Cisco IOS XE Release 2.2
This command was integrated into Cisco IOS XE Release 2.2.
12.2(50)SY
This command was integrated into Cisco IOS Release 12.2(50)SY.
Cisco IOS XE Release 3.3SG
This command was integrated into Cisco IOS XE Release 3.3SG.
Cisco IOS XE 3.3SE
This command was implemented in Cisco IOS XE Release 3.3SE.
Usage Guidelines
This configuration command instructs the interface to exclude inbound packets from any redirection check.
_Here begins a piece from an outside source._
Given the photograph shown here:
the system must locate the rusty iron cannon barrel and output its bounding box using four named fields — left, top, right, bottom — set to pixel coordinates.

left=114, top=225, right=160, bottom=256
Note that the command is global to all the services and should be applied to any inbound interface that will be excluded from redirection.
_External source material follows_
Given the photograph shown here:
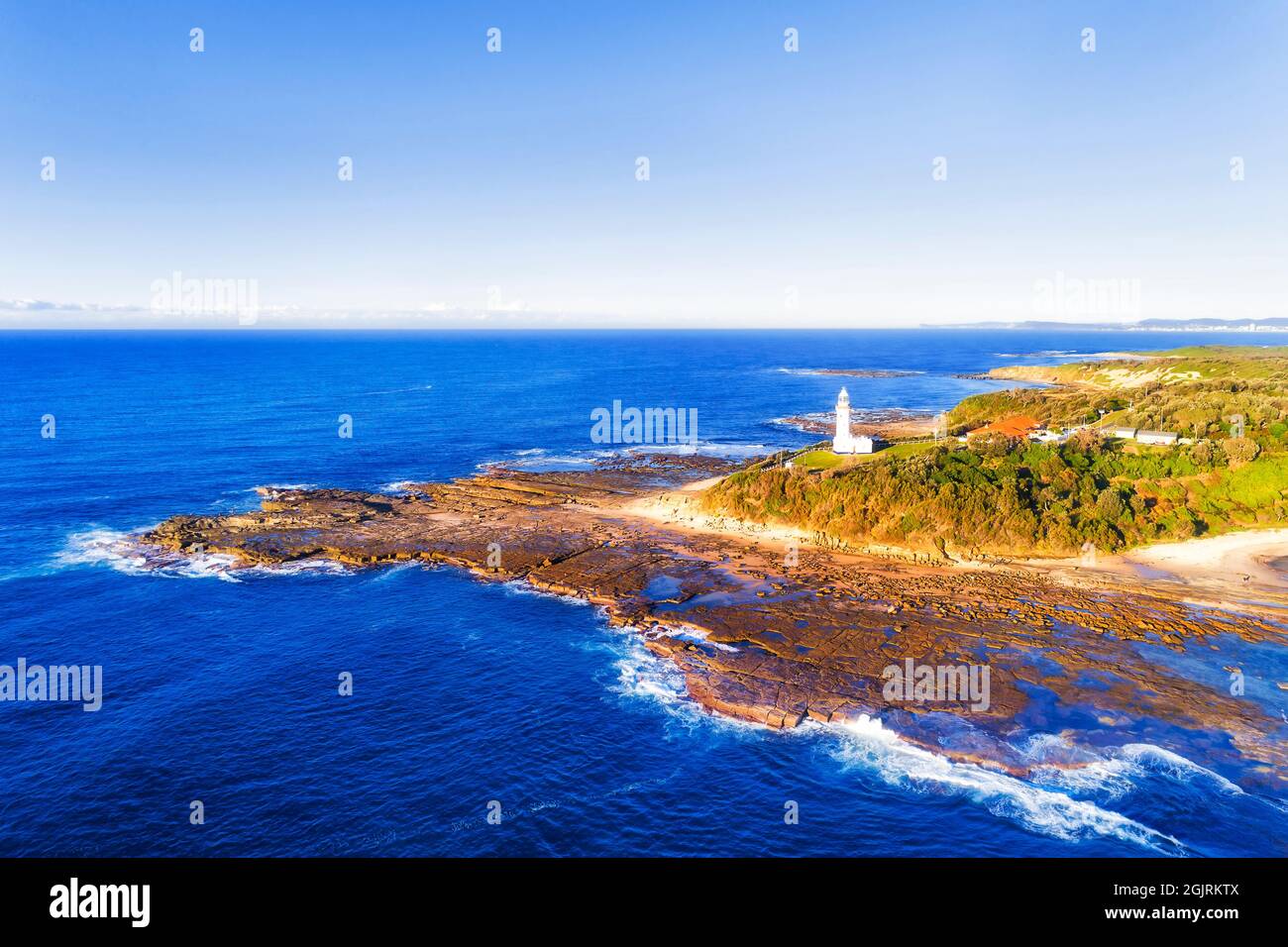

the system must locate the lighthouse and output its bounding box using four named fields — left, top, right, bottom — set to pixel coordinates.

left=832, top=388, right=876, bottom=454
left=832, top=388, right=854, bottom=454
This command is intended to be used to accelerate the flow of packets from a cache engine to the Internet and to allow for the use of the WCCPv2 packet return feature.
ip wccp version
To specify the version of Web Cache Communication Protocol (WCCP), use the ip wccp version command in global configuration mode.
Command History
Release
Modification
12.0(5)T
This command was introduced.
12.2(33)SRA
This command was integrated into Cisco IOS Release 12.2(33)SRA.
12.2SX
This command is supported in the Cisco IOS Release 12.2SX train. Support in a specific 12.2SX release of this train depends on your feature set, platform, and platform hardware.
Cisco IOS XE Release 2.2
This command was integrated into Cisco IOS XE Release 2.2. Only WCCP version 2 is supported in Cisco IOS XE Release 2.2.
12.2(50)SY
This command was integrated into Cisco IOS Release 12.2(50)SY.
Cisco IOS XE 3.3SE
This command was implemented in Cisco IOS XE Release 3.3SE.
Usage Guidelines
Configuring this command does not have any impact on Cisco ASR 1000 Series Aggregation Services Routers because these routers support only WCCPv2. WCCPv2 is enabled by default on Cisco ASR 1000 Series Aggregation Services Routers when a service group is configured or a service group is attached to an interface.